The start of the exhibition is clear enough in explaining that art has always been interested in the strength of emotion in human beings. “What is an emotion?”, Célia asks to break the ice. Three extraordinary works express pain and sadness, almost in the same way, despite being from different periods: the Gothic Weepers: a fragment of the calvary with six characters, from the end of the fifteenth century; and the video The Silent Sea (2002), by Bill Viola. Human beings have not changed and neither has their expression of pain. The visit continues with the video I am too sad to tell you (1971), with a close-up of the artist Bas Jan Ader crying. In the next room, the visitors are especially intrigued by the photographs, which look like drawings, of solitude in the landscape of Carla Andrade and are surprised when the guide tells them that the two blackened bronze relief by Günther Förg each weigh half a tonne, meaning that the wall had to be reinforced in order to hand them. The microvisit concludes with an oil by Miró, photos by Colita and the video Birthday, by Ivan Argote, which speak more of celebration and happiness in different contexts.
These microvisits are different every time, since the guides adapt them to the profiles of the visitors and the question that they ask.

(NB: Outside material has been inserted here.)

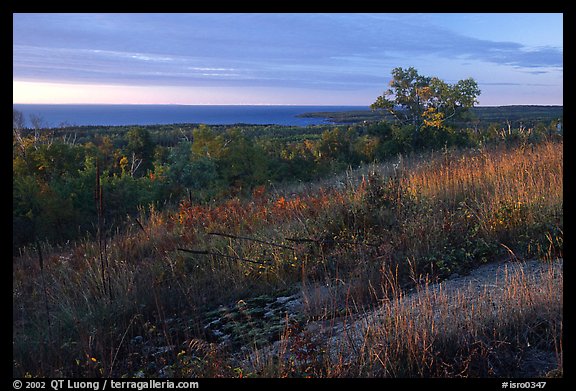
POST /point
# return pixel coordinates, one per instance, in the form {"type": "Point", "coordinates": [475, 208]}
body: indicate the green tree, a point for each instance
{"type": "Point", "coordinates": [419, 100]}
{"type": "Point", "coordinates": [140, 150]}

On this particular occasion there were not many questions. The guide tells us that “Other groups are more talkative and so, depending on the dialogue the topic of conversation changes”. The visits are also adapted when there are children in the group. For example, Cèlia passed quickly by the works of Gina Pane, which show some harsh images of self-harm by the artist in an action against everyday violence.
The guide stays in the exhibition rooms to answer questions from the visitors and waits for the next session. On leaving the room where Shirin Neshat’s pieces were exhibited, two women are sorry that they realise the visit had already begun but they stay for the next one so that they can enjoy the full tour.
Microvisits to the exhibition Poetics of Emotion. CaixaForum Barcelona: Saturdays from 4pm to 8pm. Sundays and Public holidays from 11am to 2pm and 4pm to 8pm. Until 19 May.